Later on, as I transitioned to college and my athletic talent and ambition faded from focus, I found in movement the steady gift of community. My track and field teammates were gifted athletes who like me, had found that their love for competition had flared, then hollowed. Free from the expectations of pace and time, our miles softened into sagas of story and spirit. We laughed at the boys’ team, who hadn’t yet discovered what we already knew: competition could drive you to the edge, but only joy could carry you beyond it.
By the age of twenty, I had settled into routine and community, but my innate call for vigor and depth beckoned me towards a new adventure. I stunned just about everyone when I packed up a single bag and moved to Nairobi, Kenya. In Nairobi, I asked a taxi driver about where I might find a good place for a jog. “If you have the energy to run at the end of the day, you probably aren’t working hard enough,” he scoffed, “plus, if I saw a young woman running around here, I’d look for who was chasing her.” Determined to prove to my parents that I could keep myself safe halfway across the world; to maintain my fitness, I got a job at a local yoga studio, Africa Yoga Project (AYP).
Yoga both excited and intimidated me. I was conditioned for buzz, momentum and breathlessness. Yoga pushed me to slow down, to notice every feeling in motion, and to welcome it with curiosity rather than definition. Advice from a mentor to bring each pose “only to the point where you can still smile,” challenged my instincts to constantly seek discomfort. At the studio, movement became meditation – a deeply personal conversation between body and mind.

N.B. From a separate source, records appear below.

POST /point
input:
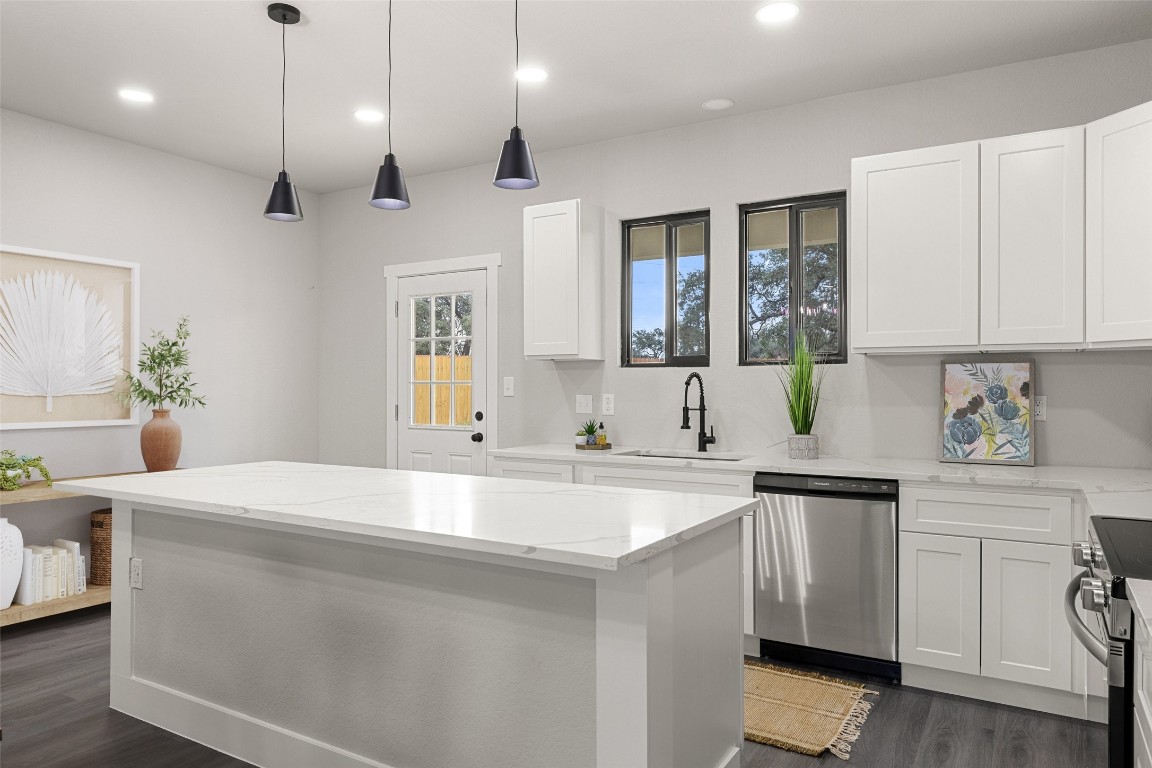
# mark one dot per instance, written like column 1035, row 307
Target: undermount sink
column 675, row 453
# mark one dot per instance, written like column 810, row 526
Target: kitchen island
column 310, row 615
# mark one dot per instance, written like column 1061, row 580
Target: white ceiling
column 616, row 68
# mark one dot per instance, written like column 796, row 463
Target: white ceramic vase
column 12, row 561
column 803, row 447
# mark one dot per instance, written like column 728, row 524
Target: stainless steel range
column 1120, row 549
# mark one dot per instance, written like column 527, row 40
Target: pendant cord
column 283, row 91
column 516, row 75
column 389, row 77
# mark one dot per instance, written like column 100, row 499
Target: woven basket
column 101, row 547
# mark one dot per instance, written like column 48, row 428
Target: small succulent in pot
column 13, row 466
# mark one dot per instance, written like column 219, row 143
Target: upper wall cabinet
column 915, row 250
column 562, row 283
column 1032, row 240
column 1119, row 207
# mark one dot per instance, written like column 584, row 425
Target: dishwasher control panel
column 850, row 485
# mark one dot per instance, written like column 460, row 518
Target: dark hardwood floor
column 54, row 712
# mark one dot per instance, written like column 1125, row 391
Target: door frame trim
column 393, row 273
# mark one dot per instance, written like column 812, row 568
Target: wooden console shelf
column 39, row 491
column 96, row 595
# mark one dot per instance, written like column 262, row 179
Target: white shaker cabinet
column 1032, row 241
column 562, row 282
column 939, row 602
column 915, row 250
column 1024, row 635
column 1118, row 210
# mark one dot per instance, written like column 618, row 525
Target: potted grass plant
column 802, row 378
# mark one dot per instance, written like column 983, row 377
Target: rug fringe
column 850, row 730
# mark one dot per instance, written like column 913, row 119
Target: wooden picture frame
column 987, row 415
column 69, row 329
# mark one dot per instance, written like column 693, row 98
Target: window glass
column 440, row 389
column 766, row 313
column 691, row 309
column 646, row 246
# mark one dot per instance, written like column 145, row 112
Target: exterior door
column 441, row 373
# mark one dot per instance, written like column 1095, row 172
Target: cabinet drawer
column 1010, row 516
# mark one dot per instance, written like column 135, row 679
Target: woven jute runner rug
column 802, row 712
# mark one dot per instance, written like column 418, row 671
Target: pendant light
column 389, row 191
column 516, row 169
column 283, row 203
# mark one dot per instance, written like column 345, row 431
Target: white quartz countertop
column 599, row 527
column 1112, row 492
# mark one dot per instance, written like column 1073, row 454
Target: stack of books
column 52, row 572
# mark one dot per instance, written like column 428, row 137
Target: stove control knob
column 1082, row 554
column 1092, row 597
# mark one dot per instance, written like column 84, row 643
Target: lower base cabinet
column 985, row 607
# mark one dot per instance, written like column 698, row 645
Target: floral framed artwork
column 68, row 333
column 987, row 412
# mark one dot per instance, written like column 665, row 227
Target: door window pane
column 766, row 312
column 691, row 310
column 441, row 344
column 820, row 296
column 646, row 251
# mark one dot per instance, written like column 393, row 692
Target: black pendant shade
column 389, row 191
column 283, row 203
column 516, row 169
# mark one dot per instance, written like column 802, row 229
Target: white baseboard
column 1014, row 694
column 234, row 734
column 730, row 760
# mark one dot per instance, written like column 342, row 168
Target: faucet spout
column 703, row 439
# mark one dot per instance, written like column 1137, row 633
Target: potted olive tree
column 802, row 378
column 165, row 364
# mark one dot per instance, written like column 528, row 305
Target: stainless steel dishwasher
column 825, row 571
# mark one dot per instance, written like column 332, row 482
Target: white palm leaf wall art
column 57, row 337
column 68, row 334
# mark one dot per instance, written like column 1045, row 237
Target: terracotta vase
column 160, row 441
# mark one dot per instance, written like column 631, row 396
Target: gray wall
column 1099, row 403
column 248, row 283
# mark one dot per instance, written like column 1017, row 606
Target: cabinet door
column 1024, row 635
column 530, row 471
column 915, row 249
column 1032, row 240
column 1118, row 200
column 940, row 601
column 552, row 279
column 748, row 533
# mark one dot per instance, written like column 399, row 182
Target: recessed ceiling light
column 777, row 12
column 718, row 104
column 133, row 94
column 531, row 75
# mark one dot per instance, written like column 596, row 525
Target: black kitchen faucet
column 703, row 440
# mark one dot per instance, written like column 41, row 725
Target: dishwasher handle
column 1098, row 649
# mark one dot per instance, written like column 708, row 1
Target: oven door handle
column 1080, row 629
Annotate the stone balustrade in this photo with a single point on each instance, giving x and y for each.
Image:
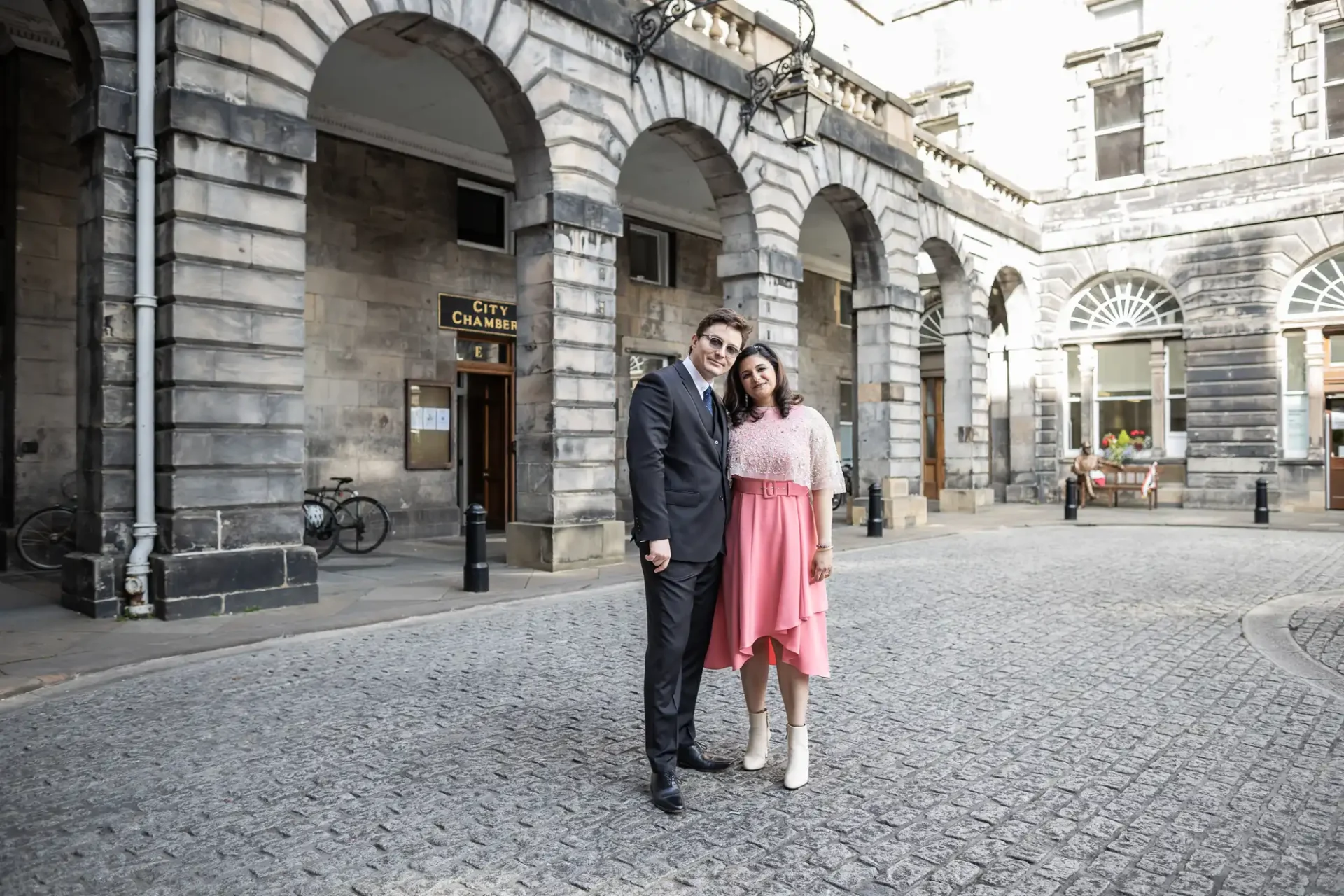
(946, 166)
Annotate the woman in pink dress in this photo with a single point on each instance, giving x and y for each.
(773, 602)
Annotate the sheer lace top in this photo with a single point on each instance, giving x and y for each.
(799, 448)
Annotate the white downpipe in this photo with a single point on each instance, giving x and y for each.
(144, 530)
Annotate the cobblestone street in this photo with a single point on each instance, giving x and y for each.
(1022, 711)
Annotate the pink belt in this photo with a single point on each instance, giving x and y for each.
(771, 488)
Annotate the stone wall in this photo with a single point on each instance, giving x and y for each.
(825, 348)
(48, 206)
(382, 245)
(659, 320)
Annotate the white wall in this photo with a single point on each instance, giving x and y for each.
(1226, 78)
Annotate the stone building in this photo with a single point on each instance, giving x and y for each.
(432, 245)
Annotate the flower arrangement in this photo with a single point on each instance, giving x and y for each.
(1126, 447)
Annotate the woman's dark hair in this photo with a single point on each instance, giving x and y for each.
(739, 403)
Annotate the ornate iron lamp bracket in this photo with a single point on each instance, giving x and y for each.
(765, 80)
(652, 22)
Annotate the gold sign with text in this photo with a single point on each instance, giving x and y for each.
(477, 316)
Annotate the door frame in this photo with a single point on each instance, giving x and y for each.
(940, 461)
(510, 421)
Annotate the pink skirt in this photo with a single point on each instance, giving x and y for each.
(768, 587)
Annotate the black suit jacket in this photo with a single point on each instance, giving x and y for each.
(678, 454)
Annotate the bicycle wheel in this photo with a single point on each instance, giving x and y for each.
(362, 520)
(46, 538)
(319, 527)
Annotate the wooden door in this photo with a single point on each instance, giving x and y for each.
(1335, 435)
(489, 429)
(934, 469)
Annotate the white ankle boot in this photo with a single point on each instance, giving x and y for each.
(758, 741)
(796, 773)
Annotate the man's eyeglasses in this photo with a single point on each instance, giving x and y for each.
(720, 346)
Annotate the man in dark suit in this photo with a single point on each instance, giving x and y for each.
(678, 450)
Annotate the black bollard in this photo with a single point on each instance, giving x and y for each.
(1261, 503)
(875, 511)
(476, 571)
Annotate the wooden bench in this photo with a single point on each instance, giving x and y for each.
(1129, 479)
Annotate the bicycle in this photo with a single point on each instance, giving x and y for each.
(327, 517)
(839, 498)
(46, 536)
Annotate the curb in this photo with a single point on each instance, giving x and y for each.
(1266, 628)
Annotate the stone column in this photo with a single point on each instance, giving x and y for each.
(1022, 422)
(1088, 375)
(762, 285)
(230, 360)
(965, 414)
(888, 394)
(1315, 396)
(105, 356)
(566, 384)
(1158, 365)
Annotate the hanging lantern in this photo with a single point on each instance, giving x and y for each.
(800, 106)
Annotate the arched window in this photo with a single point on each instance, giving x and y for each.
(930, 328)
(1319, 289)
(1123, 302)
(1124, 330)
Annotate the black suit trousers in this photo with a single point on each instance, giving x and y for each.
(680, 605)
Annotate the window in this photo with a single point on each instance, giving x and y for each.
(650, 254)
(1124, 388)
(1119, 108)
(930, 328)
(1334, 81)
(1123, 302)
(483, 216)
(1075, 399)
(1175, 398)
(844, 431)
(429, 445)
(1296, 406)
(641, 365)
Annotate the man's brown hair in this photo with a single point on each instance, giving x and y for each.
(726, 316)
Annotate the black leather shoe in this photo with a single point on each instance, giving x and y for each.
(695, 761)
(666, 793)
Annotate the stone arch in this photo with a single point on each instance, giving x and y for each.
(511, 106)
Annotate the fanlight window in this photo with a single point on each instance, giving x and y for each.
(1124, 302)
(930, 328)
(1320, 290)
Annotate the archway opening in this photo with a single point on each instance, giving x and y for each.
(685, 204)
(413, 300)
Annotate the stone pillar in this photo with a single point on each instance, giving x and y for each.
(566, 384)
(92, 577)
(1000, 464)
(1088, 377)
(1315, 396)
(1158, 365)
(965, 414)
(1022, 422)
(762, 285)
(230, 360)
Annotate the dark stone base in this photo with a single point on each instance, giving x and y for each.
(426, 523)
(90, 584)
(217, 582)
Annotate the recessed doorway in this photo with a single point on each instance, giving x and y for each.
(486, 437)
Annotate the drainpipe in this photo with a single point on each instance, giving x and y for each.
(144, 530)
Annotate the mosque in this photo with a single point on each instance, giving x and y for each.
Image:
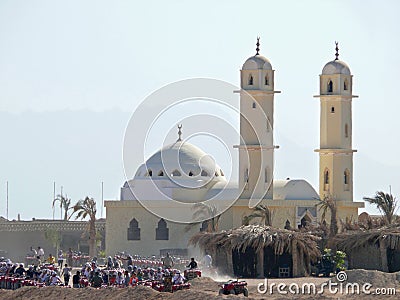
(182, 172)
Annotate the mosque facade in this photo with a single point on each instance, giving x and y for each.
(182, 172)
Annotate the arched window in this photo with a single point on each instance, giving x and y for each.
(268, 124)
(330, 86)
(287, 225)
(305, 221)
(133, 230)
(162, 231)
(326, 176)
(250, 79)
(346, 177)
(266, 175)
(326, 180)
(346, 180)
(176, 173)
(246, 179)
(204, 226)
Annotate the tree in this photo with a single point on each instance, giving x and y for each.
(387, 205)
(209, 213)
(54, 237)
(64, 204)
(329, 204)
(87, 208)
(263, 212)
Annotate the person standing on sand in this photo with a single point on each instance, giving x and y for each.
(96, 281)
(60, 259)
(76, 280)
(168, 262)
(70, 254)
(40, 256)
(67, 274)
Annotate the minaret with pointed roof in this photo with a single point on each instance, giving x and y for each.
(336, 152)
(256, 149)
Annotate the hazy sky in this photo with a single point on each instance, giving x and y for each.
(64, 62)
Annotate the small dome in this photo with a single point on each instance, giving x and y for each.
(336, 67)
(180, 160)
(257, 62)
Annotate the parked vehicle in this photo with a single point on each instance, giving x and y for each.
(234, 287)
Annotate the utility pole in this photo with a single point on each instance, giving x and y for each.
(102, 198)
(7, 200)
(61, 204)
(54, 196)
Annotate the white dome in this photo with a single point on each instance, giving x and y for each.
(257, 62)
(294, 189)
(180, 160)
(336, 67)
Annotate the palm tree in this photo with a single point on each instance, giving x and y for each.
(329, 204)
(387, 205)
(263, 212)
(64, 204)
(87, 208)
(207, 212)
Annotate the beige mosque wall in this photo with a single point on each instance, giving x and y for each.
(119, 215)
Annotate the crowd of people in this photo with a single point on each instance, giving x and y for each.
(73, 258)
(120, 270)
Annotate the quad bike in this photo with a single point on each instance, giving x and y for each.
(192, 273)
(234, 287)
(326, 265)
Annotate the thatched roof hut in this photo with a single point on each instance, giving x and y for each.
(377, 249)
(301, 246)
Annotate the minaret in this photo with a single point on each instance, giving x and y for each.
(256, 149)
(336, 153)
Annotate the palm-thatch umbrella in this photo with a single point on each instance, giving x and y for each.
(302, 246)
(386, 237)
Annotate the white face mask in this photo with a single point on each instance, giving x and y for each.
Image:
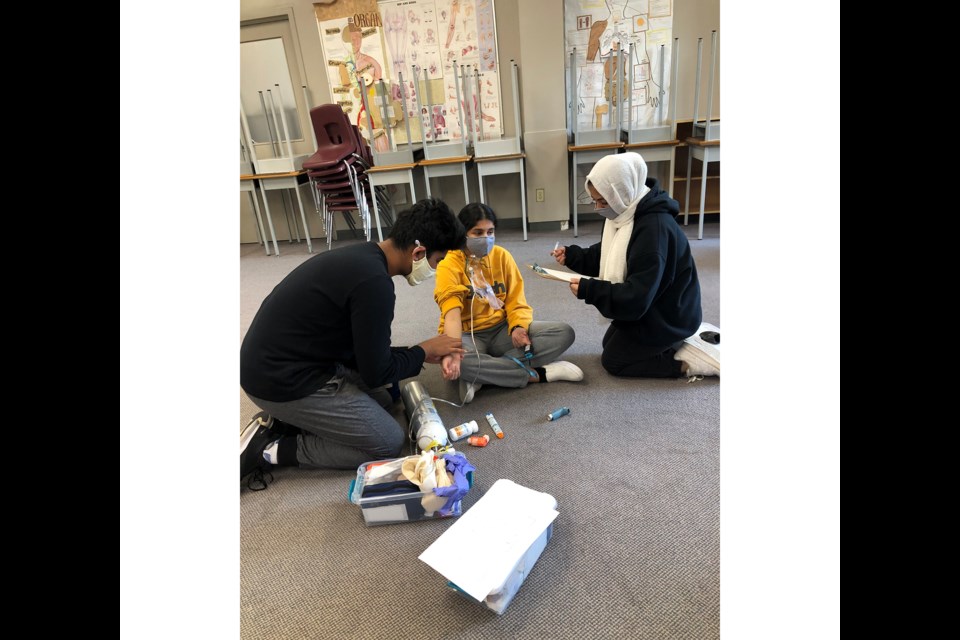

As my own yoga practice unfolded, my work at AYP gave me the chance to witness the same transformation in others. More than just a normal yoga studio, Africa Yoga Project (AYP) is actually a nonprofit that offers free yoga teacher trainings to low-income community members. Young men and women from Kibera, one of Nairobi’s most underserved communities, arrived at the studio each day, carrying the invisible burdens of poverty, addiction and instability. Over time, I watched movement take root, turning a simple practice of yoga into a profound unfolding of confidence, grounded presence, and self-worth. I saw first-hand what I had always known to be true in my own life: that movement and identity are intricately intertwined.
In the decade or so since I began my yoga practice, my relationship with movement continues to evolve. Things sharpen then blur, clarity comes and goes, and time reveals the intricate, yet beautiful chaos of a path still forming.
My draw to teach movement is rooted in this messy yet harmonious evolution – a journey I believe we all share, and one that can shape our lives far beyond the mat if we allow it to.